Alors les deux amants ne prêtaient pas attention à tous ces regards qui les suivaient, souriant à ceux qui leur souriaient, ignorant les autres. Pourtant, parmi tous ceux-là il y en avait un qui s'attachait sur eux avec une intensité particulière et la seule chose qu'on y lisait c'était la haine, une haine sans borne, une haine meurtrière.

Lorsque Tennessee avait rencontré Dakota, son cœur avait sauté dans sa poitrine. Lorsqu'elle s'était donnée à lui, il avait su qu'elle serait la femme de sa vie.

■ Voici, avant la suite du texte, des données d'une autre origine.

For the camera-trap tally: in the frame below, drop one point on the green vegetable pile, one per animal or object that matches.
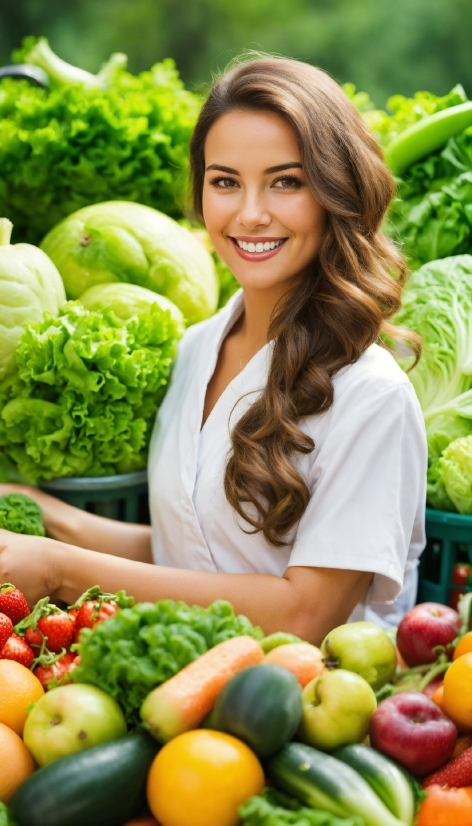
(85, 392)
(89, 139)
(273, 808)
(437, 304)
(142, 646)
(20, 514)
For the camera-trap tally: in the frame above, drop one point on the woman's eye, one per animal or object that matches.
(288, 182)
(223, 183)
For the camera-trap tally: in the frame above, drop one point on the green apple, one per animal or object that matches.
(362, 647)
(71, 718)
(337, 707)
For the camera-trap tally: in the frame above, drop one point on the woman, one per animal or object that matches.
(287, 465)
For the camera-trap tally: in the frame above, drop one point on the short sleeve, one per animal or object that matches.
(368, 491)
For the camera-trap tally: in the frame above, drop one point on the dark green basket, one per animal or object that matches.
(449, 543)
(123, 497)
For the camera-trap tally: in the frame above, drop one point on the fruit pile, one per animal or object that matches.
(258, 731)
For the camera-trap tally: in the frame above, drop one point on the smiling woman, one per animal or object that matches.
(288, 459)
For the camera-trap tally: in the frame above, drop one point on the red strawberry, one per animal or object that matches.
(456, 773)
(57, 670)
(58, 628)
(17, 649)
(91, 612)
(13, 603)
(6, 629)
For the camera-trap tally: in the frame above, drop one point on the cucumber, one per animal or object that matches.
(323, 782)
(386, 778)
(102, 786)
(261, 705)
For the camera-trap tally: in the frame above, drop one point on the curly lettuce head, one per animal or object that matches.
(118, 241)
(86, 391)
(454, 474)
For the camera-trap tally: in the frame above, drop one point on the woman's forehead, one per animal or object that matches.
(249, 137)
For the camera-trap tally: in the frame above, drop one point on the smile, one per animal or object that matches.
(257, 250)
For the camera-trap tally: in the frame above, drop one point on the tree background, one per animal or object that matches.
(383, 46)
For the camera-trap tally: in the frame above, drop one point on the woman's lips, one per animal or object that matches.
(257, 256)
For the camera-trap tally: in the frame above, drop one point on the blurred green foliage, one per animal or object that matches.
(382, 46)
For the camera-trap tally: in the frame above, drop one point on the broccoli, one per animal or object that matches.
(20, 514)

Lorsque Dakota avait rencontré Tennessee, elle avait reconnu le prince dont elle avait rêvé quand elle était petite fille. Certes il n'avait pas la couleur qu'elle lui prêtait alors, mais c'était lui, il avait ses mots, sa douceur, son intelligence…. Et lorsqu'elle avait décidé de lui faire cadeau de cette virginité qu'elle destinait à son futur époux, elle l'avait fait comme un engagement, parce qu'elle savait qu'il serait le seul homme avec lequel elle partagerait sa vie, jusqu'au bout de leurs jours.

Ce que ne savait ni l'un ni l'autre des jeunes gens, c'est qu'ils allaient effectivement s'aimer jusqu'à la fin. Parce que leur vie venait de se terminer, ce soir-là, dans ce parc, à l'instant précis où les yeux haineux s'étaient posés sur eux et où un esprit malade avait décidé de leur sort.

On les retrouva trois jours plus tard, dans une décharge publique.